Rouvrir la réforme retraites? « Non merci », répondent patronat et syndicats

PARIS, 11 juin 2020 (AFP) – Les numéros un des principaux syndicats et du patronat ont estimé jeudi que l’heure n’était pas à la réouverture de la réforme des retraites, au lendemain de l’adoption par les députés de la majorité d’une proposition de loi reprenant une promesse de ce projet, suspendu sine die par Emmanuel Macron à cause de la crise.
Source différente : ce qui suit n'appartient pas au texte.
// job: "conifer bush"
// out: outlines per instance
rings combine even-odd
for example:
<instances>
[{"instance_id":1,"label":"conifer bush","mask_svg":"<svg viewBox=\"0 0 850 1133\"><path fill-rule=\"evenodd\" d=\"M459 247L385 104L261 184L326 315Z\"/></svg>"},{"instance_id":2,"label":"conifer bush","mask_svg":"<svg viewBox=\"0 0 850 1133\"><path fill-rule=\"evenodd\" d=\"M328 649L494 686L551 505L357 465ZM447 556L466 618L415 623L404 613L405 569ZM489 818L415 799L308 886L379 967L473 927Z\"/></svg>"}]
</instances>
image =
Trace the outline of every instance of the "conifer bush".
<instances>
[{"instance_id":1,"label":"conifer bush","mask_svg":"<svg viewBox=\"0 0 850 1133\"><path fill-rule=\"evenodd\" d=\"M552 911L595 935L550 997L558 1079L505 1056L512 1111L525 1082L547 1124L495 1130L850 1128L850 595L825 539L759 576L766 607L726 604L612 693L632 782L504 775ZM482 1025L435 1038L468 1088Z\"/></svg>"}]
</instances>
« L’avenir de cette réforme, c’est le placard, c’est là qu’elle sera le mieux », a balayé François Hommeril, président de la CFE-CGC, lors d’un « grand débat » en visioconférence entre les dirigeants des principales organisations patronales et syndicales, organisé par l’Association des journalistes de l’information sociale (Ajis).

« De quoi on parle? Mettons en face les chiffres présentés pour justifier de la réforme pour l’équilibre nécessaire et les 90 milliards de déficit de l’Unédic (…). On aura l’exacte mesure de l’urgence sociale ou économique à remettre le pays à feu et à sang », a ajouté le dirigeant, opposé à la réforme dès le départ, avec la CGT et Force ouvrière.

« On n’a pas changé d’avis: on considère que cette réforme est mauvaise », a de son côté dit Philippe Martinez, quand Yves Veyrier a jugé « malvenu de recréer de la tension à un moment où on a d’autres chats à fouetter ».

La CFDT et la CFTC, favorables pour leur part à un système universel par points, mais pas sous la forme présentée par le gouvernement, sont sur la même longueur d’onde que leurs pairs.

Pour Laurent Berger, de la CFDT, « ça n’a aucun sens de se remettre sur la figure à la rentrée sur ce sujet-là! ». « C’est pas le moment d’y revenir, c’est une évidence y compris pour des questions de climat global ». Mais sur le fond, il a redit que le système universel était « plus juste ».

« C’est pas le moment pour mettre ce sujet sur la table car le climat social ne s’y prête pas », a relevé Cyril Chabanier, président de la CFTC, pour qui le système actuel « n’est pas juste ».

Côté patronat, pour Geoffroy Roux de Bézieux, la « première question à se poser », avant de relancer la réforme, est: « c’est quoi la profondeur du trou » financier du système des retraites? « On était à 12 milliards. De quoi parle-t-on maintenant? »

Les députés ont donné mercredi leur feu vert en commission, après des modifications, à une proposition de loi PCF qui prévoit de revaloriser les pensions de retraite des agriculteurs à 85% du Smic, reprenant ainsi une promesse du projet suspendu de réforme du gouvernement.